Yale Researcher Named W.M. Keck Foundation Distinguished Young Scholar

The W.M. Keck Foundation, a leading supporter of high impact medical research, science and engineering, has named Kevin White, an assistant professor of genetics at Yale School of Medicine, one of five grant recipients under its Young Scholars in Medical Research Program.

The W.M. Keck Foundation, a leading supporter of high impact medical research, science and engineering, has named Kevin White, an assistant professor of genetics at Yale School of Medicine, one of five grant recipients under its Young Scholars in Medical Research Program.

Under the program, each grant recipient’s sponsoring institution receives an award of up to $1 million to support the scientist’s research activities for a period of one to five years, as well as to enable the institution to purchase necessary equipment and resources to facilitate his or her ongoing study.

White’s research at Yale combines computational and experimental methods to analyze how complex networks of genes control development. Tracing how a single gene interacts with many others helps in predicting the biochemical interactions of the proteins encoded by genes in the entire network. It also helps to determine how groups of genes are controlled at the molecular level.

His laboratory is currently investigating two major types of networks, using the fruit fly Drosophila as a model genetic system. One network controls the patterning of tissues and cells while the other controls developmental timing and maturation. Many genes that control these processes encode proteins called transcription factors. These proteins influence the genetic activity of one another, as well as the activity of many other gene targets throughout the genome, forming extensive molecular networks within developing cells.

White hopes that the research in his laboratory will help to unravel the functions of many of the 15,000 genes in the Drosophila genome, and that his methods will be useful for the larger and more complex human genome. He has previously engineered approaches for studying developmental processes genome-wide using Drosophila, such as the use of DNA microarrays, which are similar to small computer chips, and allow researchers to determine the activity of all genes in the genome in parallel.

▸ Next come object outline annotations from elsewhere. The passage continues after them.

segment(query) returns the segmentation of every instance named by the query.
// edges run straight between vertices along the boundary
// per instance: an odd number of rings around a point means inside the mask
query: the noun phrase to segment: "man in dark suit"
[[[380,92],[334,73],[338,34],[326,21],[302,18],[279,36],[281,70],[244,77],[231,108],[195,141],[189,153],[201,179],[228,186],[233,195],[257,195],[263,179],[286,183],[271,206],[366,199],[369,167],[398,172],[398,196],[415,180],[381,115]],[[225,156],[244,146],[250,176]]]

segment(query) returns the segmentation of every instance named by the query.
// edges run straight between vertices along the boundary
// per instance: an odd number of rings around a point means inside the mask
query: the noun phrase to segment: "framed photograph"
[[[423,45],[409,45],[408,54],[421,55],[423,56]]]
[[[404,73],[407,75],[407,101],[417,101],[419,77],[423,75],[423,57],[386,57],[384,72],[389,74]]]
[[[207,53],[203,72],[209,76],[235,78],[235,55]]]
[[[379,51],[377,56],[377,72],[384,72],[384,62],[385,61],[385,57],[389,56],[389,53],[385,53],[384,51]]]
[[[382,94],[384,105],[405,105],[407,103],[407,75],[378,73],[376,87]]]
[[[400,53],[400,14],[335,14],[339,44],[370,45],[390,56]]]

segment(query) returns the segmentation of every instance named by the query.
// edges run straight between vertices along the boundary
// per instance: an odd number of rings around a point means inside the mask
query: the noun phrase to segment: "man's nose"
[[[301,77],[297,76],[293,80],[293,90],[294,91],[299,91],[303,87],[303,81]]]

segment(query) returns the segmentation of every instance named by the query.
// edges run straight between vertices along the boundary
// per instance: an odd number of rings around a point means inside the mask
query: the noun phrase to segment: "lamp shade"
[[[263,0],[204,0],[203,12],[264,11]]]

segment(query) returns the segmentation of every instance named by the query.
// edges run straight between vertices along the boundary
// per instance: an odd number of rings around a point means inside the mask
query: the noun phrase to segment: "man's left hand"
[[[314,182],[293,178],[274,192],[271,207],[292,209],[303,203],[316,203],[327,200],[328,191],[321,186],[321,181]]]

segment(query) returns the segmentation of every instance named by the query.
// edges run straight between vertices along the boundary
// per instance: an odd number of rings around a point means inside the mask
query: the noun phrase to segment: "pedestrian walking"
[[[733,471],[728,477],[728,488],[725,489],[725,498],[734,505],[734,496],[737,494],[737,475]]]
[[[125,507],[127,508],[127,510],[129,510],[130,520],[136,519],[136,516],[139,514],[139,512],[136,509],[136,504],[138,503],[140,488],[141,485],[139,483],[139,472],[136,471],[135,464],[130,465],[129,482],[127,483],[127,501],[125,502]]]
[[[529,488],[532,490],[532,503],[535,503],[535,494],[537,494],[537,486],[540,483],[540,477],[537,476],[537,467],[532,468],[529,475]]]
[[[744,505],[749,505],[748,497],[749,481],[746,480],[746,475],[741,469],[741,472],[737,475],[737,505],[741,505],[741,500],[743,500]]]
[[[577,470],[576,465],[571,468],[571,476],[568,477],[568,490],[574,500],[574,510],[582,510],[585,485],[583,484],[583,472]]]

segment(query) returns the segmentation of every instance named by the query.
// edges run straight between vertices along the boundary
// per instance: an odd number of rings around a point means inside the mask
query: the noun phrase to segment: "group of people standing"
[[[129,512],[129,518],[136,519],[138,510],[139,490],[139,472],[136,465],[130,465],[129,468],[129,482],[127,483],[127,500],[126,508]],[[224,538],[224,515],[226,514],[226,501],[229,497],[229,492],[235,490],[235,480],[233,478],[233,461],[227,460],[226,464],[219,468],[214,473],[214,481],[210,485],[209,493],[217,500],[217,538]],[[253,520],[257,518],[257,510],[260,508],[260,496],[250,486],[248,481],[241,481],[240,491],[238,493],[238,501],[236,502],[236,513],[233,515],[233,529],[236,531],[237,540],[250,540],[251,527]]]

“The methods that we develop to study the transcription factor networks that control Drosophila development will help guide the even more challenging task of decoding these types of networks in the human genome,” said White. “Almost all of Drosophila genes we study have human equivalents, including many factors that are directly linked to disease. We hope that studying how the many genes and their products interact with one another to form large networks within cells will open new perspectives for biologists who study how organisms develop.”

“We also hope that by providing more complete depictions of how information flows through these cellular networks there will be many practical benefits, including stimulation of new generations of detection strategies and treatments for a wide range of human diseases linked to development,” White added. “I am extremely grateful for the Keck Foundation’s support of our work. It will enable us to test our ideas on a scale that would otherwise not have been possible.”

Begun in 1998 as a five-year, $25 million initiative, the Keck Distinguished Young Scholars program was designed to support groundbreaking research addressing the fundamental mechanisms of human disease by young investigators who exhibit extraordinary promise for independent basic biological and medical research and who demonstrate a capacity for future academic leadership.

Each applicant was nominated by his or her academic institution and then evaluated individually by the Foundation’s Medical Research staff, an outside panel of scientific expertise, and the “Young Scholars” Scientific Advisory Committee.

The committee carefully evaluated each of the program finalists and recommended the five winners. The foundation’s Board of Directors has unanimously approved the recommendations made by the Scientific Advisory Committee.

Based in Los Angeles, the W.M. Keck Foundation was established in 1954 by the late W.M. Keck, founder of the Superior Oil Co. The foundation’s grant making is focused primarily on pioneering efforts in the areas of medical research, science and engineering. The foundation also maintains a Southern California Grant Program that provides support in the areas of civic and community services with a special emphasis on children.